Some of what I already do will stay on the syllabus. We will still debate whether Thomas Nast deserved to be inducted into the New Jersey Hall of Fame as a way of thinking about how we ought to remember/commemorate (or not) difficult figures from American history. We will still watch the Jamestown documentary about Jane and think about why it was important to put a name and a face to that skull, and whether it changes our understanding of colonial America. But some things will be tweaked. For example, this time when we talk about Thomas Jefferson and Sally Hemings, we will be able to spend some time with the resources from Monticello about how the site has incorporated research on the relationship into their exhibits. And of course, the hardest part of revising: some things will be cut altogether. E.H. Carr’s discussion of facts has been the anchor of the course the past three times I’ve taught it, but I will be replacing that with something more directly relevant to memory.

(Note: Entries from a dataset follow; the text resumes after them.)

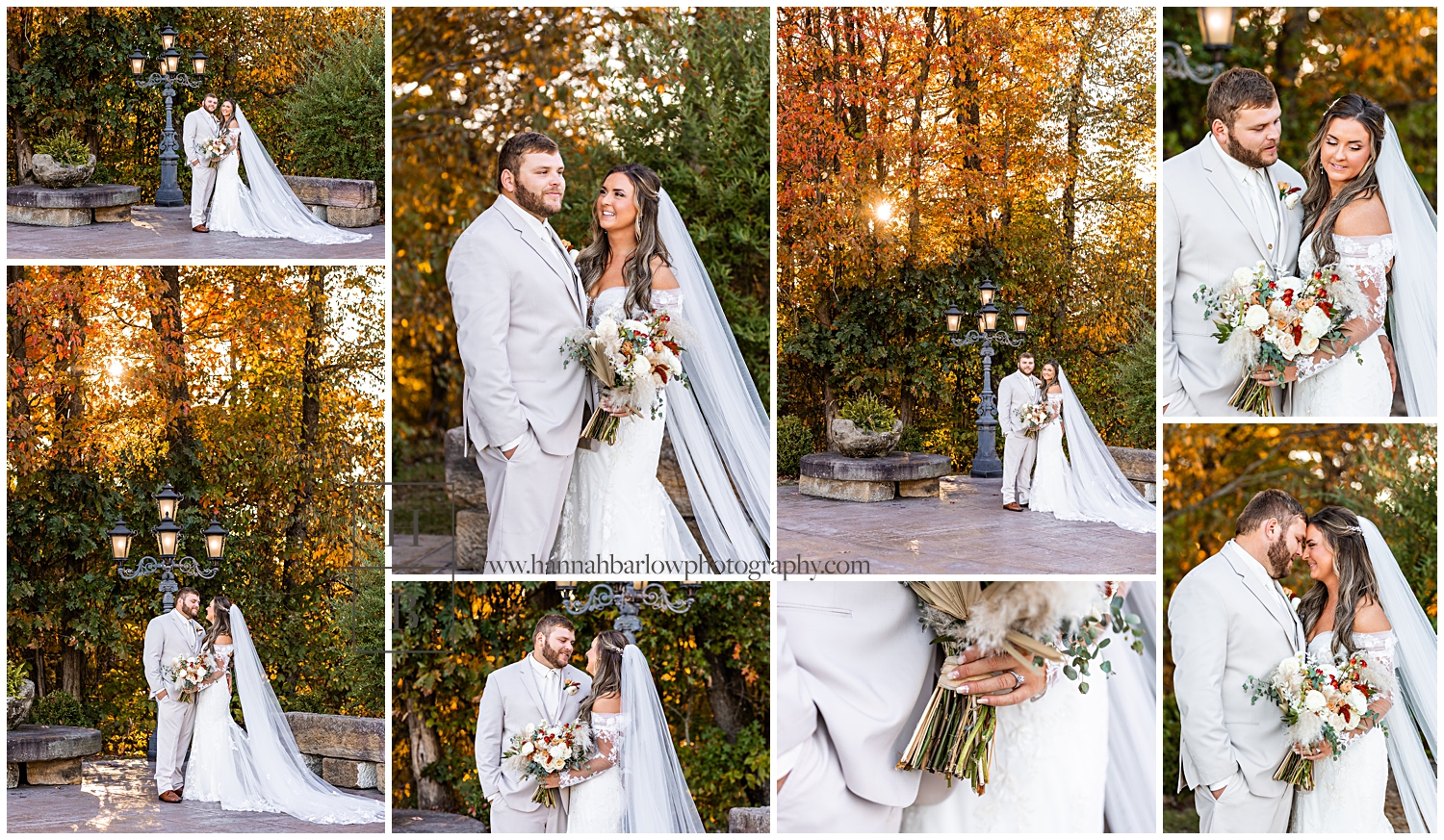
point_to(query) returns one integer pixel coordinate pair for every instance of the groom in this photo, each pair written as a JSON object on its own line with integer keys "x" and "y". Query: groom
{"x": 516, "y": 296}
{"x": 201, "y": 126}
{"x": 1230, "y": 621}
{"x": 542, "y": 687}
{"x": 1017, "y": 390}
{"x": 1227, "y": 202}
{"x": 173, "y": 634}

It will be hard to make that cut (particularly before I’m sure of what the replacement will be), but if I know to be merciless when editing my own writing, I should probably be just as merciless when editing my own teaching. A few years ago, Ben wrote about thinking about our lectures in the same way that we think about our writing and giving introductions and conclusions into every class. This summer I’ll be thinking some more about approaching my syllabi in the ways that I approach my writing, cutting what hasn’t worked to make room for the rest to expand and improve.
If you have any suggestions for readings, resources, or activities, I’d love to hear them! How do you bring public history into the classroom? How do you approach revising your syllabi to new groups of students?